Com a aproximação das eleições presidenciais de 2026, partidos e lideranças políticas começam a consolidar seus projetos para a disputa pelo Palácio do Planalto. Atualmente, há 12 pré-candidatos apontados pelos partidos e outro que busca sua candidatura em uma disputa interna na legenda. Os nomes que vão de fato disputar o comando do País só serão oficializados após as convenções partidárias, que se iniciam em 20 de julho. O prazo de registro de candidaturas vai até 15 de agosto, véspera do início da campanha eleitoral.
O atual presidente da República, Luiz Inácio Lula da Silva, é pré-candidato à reeleição em 2026 pelo PT. Nascido em Garanhuns (PE), migrou com sua família para São Paulo ainda na infância. Na cidade, tornou-se metalúrgico e líder sindical, com papel central nas greves de 1978 a 1980 no ABC paulista. Lula foi uma das principais figuras na criação do PT durante a redemocratização. Após perder as eleições de 1989, 1994 e 1998, foi eleito presidente e governou o País de 2003 a 2010. Eleito novamente em 2022, exerce seu terceiro mandato até o final de 2026. Em 2018, no âmbito da operação Lava-Jato, foi condenado a nove anos e seis meses de prisão por corrupção passiva e lavagem de dinheiro, chegando a ficar preso por 580 dias. O Supremo Tribunal Federal (STF) anulou, em 2021, todas as condenações por considerar parcialidade no processo.

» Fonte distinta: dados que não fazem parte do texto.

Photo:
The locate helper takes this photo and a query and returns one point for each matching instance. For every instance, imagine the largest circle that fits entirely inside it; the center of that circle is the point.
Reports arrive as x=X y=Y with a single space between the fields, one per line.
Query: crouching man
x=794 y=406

Filho mais velho do ex-presidente Jair Bolsonaro, Flávio Bolsonaro é atualmente senador pelo Rio de Janeiro. O Partido Liberal (PL) o escolheu como pré-candidato após o pai se tornar inelegível pela condenação do golpe de 8 de janeiro. Flávio foi deputado estadual do Rio de 2003 a 2019, sendo eleito quatro vezes. Em 2018, foi eleito para o Senado com 4.380.418 votos. Ele perdeu pontos nas pesquisas após ter áudios vazados expondo sua negociação de R$ 134 milhões com Daniel Vorcaro, dono do Banco Master.
Augusto Cury é psiquiatra, professor e escritor, conhecido por livros de autoajuda e o romance "O Vendedor de Sonhos". Nascido em Colina (SP), lançou sua pré-candidatura pelo Avante no começo de 2026, com discurso antipolarização. Cabo Daciolo, bombeiro militar da reserva e pastor evangélico, é pré-candidato pelo Mobiliza. Sua única vitória eleitoral foi em 2014, para a Assembleia Legislativa do Rio. Ele ficou conhecido em 2018 ao ser candidato à presidência, obtendo 1.348.323 votos.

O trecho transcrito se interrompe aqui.